Considerando o que se deixa exposto e vertendo para o presente caso, verificamos que os factos imputados indiciariamente e constantes da decisão de pronúncia, ao assentar a responsabilidade da sociedade de uma forma “direta”, sem estabelecer qualquer nexo entre o “facto” típico (alteração da quilometragem do veículo) e a atuação de uma pessoa física em nome da pessoa coletiva e no interesse coletivo, se revela insuficiente para a responsabilização criminal da sociedade arguida.
Não obstante da descrição da decisão de pronúncia permitir perceber a trama descrita, designadamente como foi detetada a adulteração, o sentimento de engano, os motivos do engano, as vantagens e consequente prejuízo decorrentes de tal comportamento, ou seja, que o assistente pagou mais do que devia por um automóvel que lhe foi apresentado como menos quilometragem, logo mais valorizado e muito provavelmente poderia, com os dados verdadeiros, não ter comprado ou ter comprado por preço inferior, a verdade é que dos factos indiciados não consta, como deveria constar, que o alterar ou consentir na adulteração do conta quilómetros, o representante da arguida sabia que o fazia em benefício próprio e em prejuízo de terceiros, pondo em causa a credibilidade do aparelho que mede a quilometragem do veículo, uma vez que é idóneo a certificar o estado do veículo e desgaste do mesmo.
Dos factos indiciados na decisão de pronúncia apenas consta no que à imputação jurídico-penal respeita “A arguida A..., Ld.ª concretizou ou permitiu a redução da quilometragem do veículo de matrícula ..-OZ-.. para que o veículo “parecesse” menos desgastado, mais novo, e com maior valor económico quando procedesse à sua venda.A sociedade arguida atuou do modo descrito, e fê-lo de forma livre, voluntária e consciente, sabendo que tal conduta era proibida por lei.Ao assim atuar, incorreu a arguida “A..., Ld.ª”, na prática de um crime de burla, previsto e punível pelo artigo 217.º n.º 1 do Código Penal.
Ora, estes factos imputados indiciariamente e constantes da decisão de pronúncia, ao assentar a responsabilidade da sociedade de uma forma “direta”, sem estabelecer qualquer nexo entre o “facto” típico (alteração da quilometragem do veículo) e a atuação de uma pessoa física em nome da pessoa coletiva e no interesse coletivo, tal como acima já o dissemos, revela-se insuficiente para a responsabilização criminal da sociedade arguida e viola o disposto no art.º 11.º, do Código Penal.
Nem se poderia aqui colmatar a insuficiência pelo aditamento de factos referentes ao comportamento do legal representante da sociedade arguida, pois, ao não lhe ter sido feita menção nos factos indiciariamente apurados e descritos na decisão de pronúncia, é pessoa estranha ao objeto do processo fixado no despacho de pronúncia.
Com efeito, a modificação que se traduzisse na inclusão de contributos individuais para a prática do facto imputado à coletividade diferentes dos constantes da pronúncia, constituiria uma intolerável alteração substancial dos factos, por implicar a atribuição de um “crime diverso” à pessoa coletiva – artigos 1º, alínea f) e 359.º, ambos do Código de Processo Penal.
Nos termos do disposto no art.º 286.º, n.º 1, do Cód.
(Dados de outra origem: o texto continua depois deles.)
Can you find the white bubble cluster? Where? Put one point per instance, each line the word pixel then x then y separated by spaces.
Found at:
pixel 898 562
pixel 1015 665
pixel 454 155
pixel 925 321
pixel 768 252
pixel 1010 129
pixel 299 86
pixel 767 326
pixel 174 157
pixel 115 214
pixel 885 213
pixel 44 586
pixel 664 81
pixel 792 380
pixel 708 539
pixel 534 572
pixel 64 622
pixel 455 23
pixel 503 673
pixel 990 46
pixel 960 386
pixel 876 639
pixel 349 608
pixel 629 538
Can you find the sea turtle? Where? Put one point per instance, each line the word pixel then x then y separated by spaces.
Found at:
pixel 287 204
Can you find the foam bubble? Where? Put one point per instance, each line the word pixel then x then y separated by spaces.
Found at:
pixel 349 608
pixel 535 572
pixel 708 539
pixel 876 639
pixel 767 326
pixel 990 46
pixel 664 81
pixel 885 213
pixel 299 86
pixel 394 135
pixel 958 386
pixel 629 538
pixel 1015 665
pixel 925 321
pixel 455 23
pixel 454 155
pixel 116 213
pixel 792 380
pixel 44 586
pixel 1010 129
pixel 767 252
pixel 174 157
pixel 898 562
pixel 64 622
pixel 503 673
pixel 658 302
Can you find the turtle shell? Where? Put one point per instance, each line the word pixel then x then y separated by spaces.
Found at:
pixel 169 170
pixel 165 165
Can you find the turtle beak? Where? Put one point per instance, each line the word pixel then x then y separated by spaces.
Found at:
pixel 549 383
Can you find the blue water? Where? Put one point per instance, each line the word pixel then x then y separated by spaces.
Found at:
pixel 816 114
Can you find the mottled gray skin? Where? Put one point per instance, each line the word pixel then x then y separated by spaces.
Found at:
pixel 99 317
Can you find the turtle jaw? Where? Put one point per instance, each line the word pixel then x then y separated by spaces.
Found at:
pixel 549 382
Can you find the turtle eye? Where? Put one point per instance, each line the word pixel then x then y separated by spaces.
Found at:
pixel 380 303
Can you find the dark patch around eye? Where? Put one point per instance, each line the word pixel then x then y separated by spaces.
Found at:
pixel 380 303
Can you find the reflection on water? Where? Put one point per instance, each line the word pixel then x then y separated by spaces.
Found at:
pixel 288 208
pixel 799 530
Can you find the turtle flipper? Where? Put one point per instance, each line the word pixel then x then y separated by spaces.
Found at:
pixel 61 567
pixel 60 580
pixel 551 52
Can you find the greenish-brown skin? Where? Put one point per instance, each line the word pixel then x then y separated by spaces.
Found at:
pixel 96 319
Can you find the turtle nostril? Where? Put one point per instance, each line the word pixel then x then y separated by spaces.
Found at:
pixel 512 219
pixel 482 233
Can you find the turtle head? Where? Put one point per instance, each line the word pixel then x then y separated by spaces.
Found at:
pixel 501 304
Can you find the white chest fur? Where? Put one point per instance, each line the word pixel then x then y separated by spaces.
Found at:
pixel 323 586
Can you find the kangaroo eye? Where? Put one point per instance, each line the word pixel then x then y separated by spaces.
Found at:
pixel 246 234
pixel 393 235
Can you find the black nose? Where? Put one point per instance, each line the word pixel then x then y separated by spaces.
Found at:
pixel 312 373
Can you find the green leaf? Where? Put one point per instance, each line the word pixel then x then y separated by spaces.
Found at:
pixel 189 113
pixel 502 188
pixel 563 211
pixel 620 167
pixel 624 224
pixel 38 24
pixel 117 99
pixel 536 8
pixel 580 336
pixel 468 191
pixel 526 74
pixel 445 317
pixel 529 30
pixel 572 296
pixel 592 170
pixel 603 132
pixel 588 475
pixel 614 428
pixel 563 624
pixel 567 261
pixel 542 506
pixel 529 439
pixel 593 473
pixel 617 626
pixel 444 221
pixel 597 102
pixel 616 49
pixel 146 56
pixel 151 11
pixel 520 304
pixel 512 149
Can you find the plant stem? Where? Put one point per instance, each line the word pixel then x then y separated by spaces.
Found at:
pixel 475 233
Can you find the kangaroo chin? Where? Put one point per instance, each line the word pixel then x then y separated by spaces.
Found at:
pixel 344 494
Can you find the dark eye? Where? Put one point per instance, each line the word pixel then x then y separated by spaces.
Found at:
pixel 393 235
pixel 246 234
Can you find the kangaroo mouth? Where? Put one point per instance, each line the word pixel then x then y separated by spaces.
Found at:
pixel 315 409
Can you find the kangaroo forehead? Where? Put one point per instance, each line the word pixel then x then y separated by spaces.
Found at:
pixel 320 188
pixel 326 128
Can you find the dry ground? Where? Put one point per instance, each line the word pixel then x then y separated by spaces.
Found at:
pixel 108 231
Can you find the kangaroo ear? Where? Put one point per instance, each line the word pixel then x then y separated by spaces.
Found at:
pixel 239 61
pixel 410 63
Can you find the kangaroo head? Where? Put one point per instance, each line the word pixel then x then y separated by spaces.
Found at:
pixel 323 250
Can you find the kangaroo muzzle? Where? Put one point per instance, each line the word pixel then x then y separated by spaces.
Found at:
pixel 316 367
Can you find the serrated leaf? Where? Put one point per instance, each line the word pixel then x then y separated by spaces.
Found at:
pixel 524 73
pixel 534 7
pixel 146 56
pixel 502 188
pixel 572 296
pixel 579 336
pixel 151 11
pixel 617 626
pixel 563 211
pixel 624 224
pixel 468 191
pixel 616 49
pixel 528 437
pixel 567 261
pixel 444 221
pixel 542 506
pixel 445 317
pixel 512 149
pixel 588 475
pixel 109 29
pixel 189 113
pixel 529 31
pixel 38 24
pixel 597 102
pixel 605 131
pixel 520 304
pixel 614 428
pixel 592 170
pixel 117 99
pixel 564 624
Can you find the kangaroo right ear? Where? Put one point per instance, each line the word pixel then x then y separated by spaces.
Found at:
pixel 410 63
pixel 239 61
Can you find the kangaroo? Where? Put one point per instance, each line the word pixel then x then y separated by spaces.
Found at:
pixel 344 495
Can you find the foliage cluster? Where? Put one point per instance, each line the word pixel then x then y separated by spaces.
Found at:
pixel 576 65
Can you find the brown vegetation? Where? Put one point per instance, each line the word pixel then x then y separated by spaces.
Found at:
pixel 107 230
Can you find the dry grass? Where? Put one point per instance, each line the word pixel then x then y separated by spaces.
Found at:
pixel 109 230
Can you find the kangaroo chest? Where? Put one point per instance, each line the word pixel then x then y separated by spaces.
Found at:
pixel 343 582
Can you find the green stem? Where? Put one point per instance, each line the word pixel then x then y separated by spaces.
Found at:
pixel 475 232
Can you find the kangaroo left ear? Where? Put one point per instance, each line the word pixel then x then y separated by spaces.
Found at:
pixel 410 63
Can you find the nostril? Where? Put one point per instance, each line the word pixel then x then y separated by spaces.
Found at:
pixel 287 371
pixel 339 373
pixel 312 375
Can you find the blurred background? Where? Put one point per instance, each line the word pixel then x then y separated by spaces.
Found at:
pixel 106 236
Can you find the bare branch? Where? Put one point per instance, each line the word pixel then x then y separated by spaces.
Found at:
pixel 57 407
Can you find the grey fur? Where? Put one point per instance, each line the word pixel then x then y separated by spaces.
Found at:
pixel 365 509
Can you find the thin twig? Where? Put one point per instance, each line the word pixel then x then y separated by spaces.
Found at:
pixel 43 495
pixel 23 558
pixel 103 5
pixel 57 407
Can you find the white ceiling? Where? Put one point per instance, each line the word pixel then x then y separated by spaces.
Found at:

Proc. Penal, a instrução visa a comprovação judicial da decisão de acusação ou da decisão de arquivamento do processo. Tem lugar no processo comum, quando requerida, dado o seu carácter facultativo, estando excluída dos processos especiais (cf. art.º 286.º, n.ºs 2 e 3, do Cód. Proc. Penal.
De acordo com o n.º 2 do art.º 287.º do Cód. Proc. Penal, o requerimento para abertura de instrução não está sujeito formalidades especiais, devendo conter, em súmula, as razões de facto e de direito da discordância relativamente à acusação ou não acusação, a indicação dos atos de instrução a levar a cabo e dos respetivos meios de prova e, tratando-se de requerimento formulado pelo assistente, é-lhe aplicável o disposto no artigo 283º, n.º 3, als. b) e d) do Cód. Proc. Penal, isto é, “b) A narração, ainda que sintética, dos factos que fundamentam a aplicação ao arguido de uma pena ou de uma medida de segurança, incluindo, se possível, o lugar, o tempo e a motivação da sua prática, o grau de participação que o agente neles teve e quaisquer circunstâncias relevantes para a determinação da sanção que lhe deve ser aplicada; (…); d) A indicação das disposições legais aplicáveis;(…)”.
Da articulação de ambos os preceitos legais resulta claro que, embora sem sujeição a formalidades especiais, o requerimento para abertura de instrução formulado pelo assistente deve conter a narração (ainda que sintética) dos factos que fundamentam a aplicação ao arguido de uma pena, incluindo, se possível, o lugar, o tempo, a motivação do agente e o seu grau de participação, bem como a indicação das disposições legais aplicáveis.
Do exposto decorre que o requerimento para abertura de instrução formulado pelo assistente tem a estrutura de uma acusação e está, nessa medida, sujeito aos respetivos requisitos. Por esse motivo, tal requerimento delimita o objeto do processo (como se estivéssemos perante uma acusação), tornando, desde logo, nula a decisão instrutória “na parte em que pronunciar o arguido por factos que constituam uma alteração substancial dos descritos na acusação do Ministério Público ou do assistente ou no requerimento para abertura da instrução.” (art.º 309.º do Cód. Proc. Penal).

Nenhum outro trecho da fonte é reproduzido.